I had one crewman with me, David Pettigrew, and my routine was to keep watch from midnight through to six in the morning, when David would appear with a blessed cup of coffee before taking over the watch.

One morning just after sun-up, a thousand miles from land, I was lost in a reverie, the boat rolling and the sails flapping a little in the light wind. I looked out at the grey water all around me, lifting and falling languorously and showing a little green from time to time.

Then my eyes focused in on what I realised was the rust-coloured body of a large oceanic whitetip, framed for a moment on the side of a rising lump of water.

Like the sea state, the shark seemed to be dawdling, going nowhere in particular. But then it saw us, and in a second became all purpose. It shot over towards the boat, thrashing the water with its tail, clearly very excited at the sight of this alien object that had appeared in its watery world.
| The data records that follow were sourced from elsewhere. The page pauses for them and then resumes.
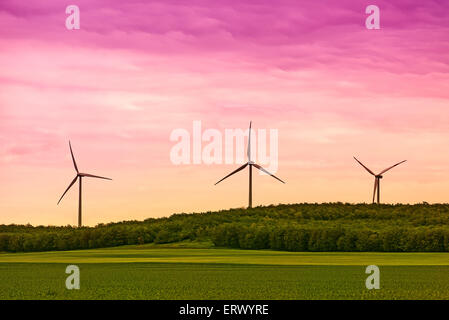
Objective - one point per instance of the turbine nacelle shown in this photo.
(79, 175)
(377, 178)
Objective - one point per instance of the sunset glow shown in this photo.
(137, 70)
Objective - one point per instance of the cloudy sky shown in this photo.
(137, 70)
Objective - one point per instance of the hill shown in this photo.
(293, 227)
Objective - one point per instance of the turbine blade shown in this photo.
(70, 185)
(262, 169)
(366, 168)
(92, 176)
(235, 171)
(249, 143)
(73, 158)
(392, 167)
(375, 188)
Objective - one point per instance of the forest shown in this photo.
(293, 227)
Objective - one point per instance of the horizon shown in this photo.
(134, 72)
(74, 226)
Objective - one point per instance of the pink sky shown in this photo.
(136, 70)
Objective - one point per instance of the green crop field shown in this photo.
(196, 271)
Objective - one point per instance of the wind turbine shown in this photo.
(251, 164)
(377, 178)
(79, 176)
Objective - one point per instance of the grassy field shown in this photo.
(195, 271)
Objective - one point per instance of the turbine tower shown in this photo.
(79, 176)
(251, 164)
(377, 178)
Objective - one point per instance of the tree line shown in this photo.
(295, 227)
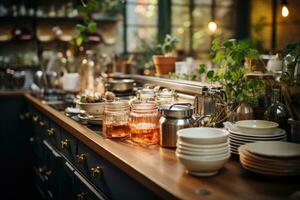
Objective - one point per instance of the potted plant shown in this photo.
(290, 82)
(165, 62)
(231, 73)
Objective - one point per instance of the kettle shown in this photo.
(173, 118)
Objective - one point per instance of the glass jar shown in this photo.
(144, 123)
(116, 119)
(277, 111)
(166, 97)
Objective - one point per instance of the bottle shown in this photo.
(116, 119)
(277, 111)
(144, 123)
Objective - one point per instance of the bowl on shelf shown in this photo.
(257, 126)
(206, 166)
(203, 135)
(203, 151)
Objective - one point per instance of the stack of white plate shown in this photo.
(249, 131)
(272, 158)
(203, 151)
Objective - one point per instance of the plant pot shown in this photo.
(164, 64)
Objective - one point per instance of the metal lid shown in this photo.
(178, 110)
(121, 81)
(121, 105)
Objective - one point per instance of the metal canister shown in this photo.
(174, 117)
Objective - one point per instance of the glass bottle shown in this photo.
(277, 111)
(116, 119)
(144, 123)
(86, 71)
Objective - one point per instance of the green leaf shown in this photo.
(201, 69)
(79, 40)
(210, 74)
(92, 27)
(80, 28)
It circled the boat twice and then dropped off, disappointed to have found nothing, and let us cruise away slowly.

The treacherous North Atlantic

That wasn’t the only moment of danger we faced on the trip across the Atlantic. Several hundred miles out of the Nova Scotia port of Halifax, and far from help, we were hit by the tail end of Hurricane Bertha.

For three days and nights we battled the storm, with the hurricane force winds whipping up massive seas, the waves reaching over thirty metres. I had never sailed in or even seen such conditions, and the experience was truly terrifying. Eventually, after three days, we gave up fighting and ‘hove to’, letting the boat do the job she was built for and ride out the storm with just a minimal amount of sail set to keep her steady.
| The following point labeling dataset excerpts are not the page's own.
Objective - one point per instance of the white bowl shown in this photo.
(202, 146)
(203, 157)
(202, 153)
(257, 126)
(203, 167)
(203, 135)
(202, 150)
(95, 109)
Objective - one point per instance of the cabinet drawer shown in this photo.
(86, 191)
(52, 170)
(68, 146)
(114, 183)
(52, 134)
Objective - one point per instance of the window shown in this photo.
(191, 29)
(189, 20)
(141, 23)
I’ve never been as happy as I was when we finally reached Crosshaven on the southern coast of Ireland; that first pint of Guinness was an unforgettable experience. And I’m so glad Juliet decided the day before we left New York that she and our two boys wouldn’t, after all, join me on that transatlantic sailing.

It all felt so very lonely and lethal. We were beyond air rescue in a place that had once been a war zone, where – in these exact latitudes – ships were once given strict orders not to stop for the rafts of survivors from torpedoed ships.

I cannot think of a lonelier or more frightening place for people to find themselves without the protection of a good ship. And it was there, in the midst of all that nothingness, that the wolf packs waited, torpedoing the merchant ships at night then diving down to avoid detection after the murder was done. Those lonely reaches, so remote and lethal, were referred to by the sailors of the day as the ‘black pit’.

As all those who have crossed the North Atlantic will know, wind and current are all set in an easterly direction, so it only stands to reason that at times the western facing islands of Scotland and their windward coasts would have provided islanders with some truly tragic finds. Who was that man found washed up on Mull in 1940?

I have heard that there are 12 other such unnamed graves on Mull, mainly around the south-western ends of the island, the Ross of Mull and Iona. I have now made it a mission to set out to find every one of these graves, and pay a small personal tribute to these men who had not just their lives but also their very identities stolen by the sea.

As someone who makes his living on the water, I have a particular sympathy and fear of such a death, in the malevolent North Atlantic.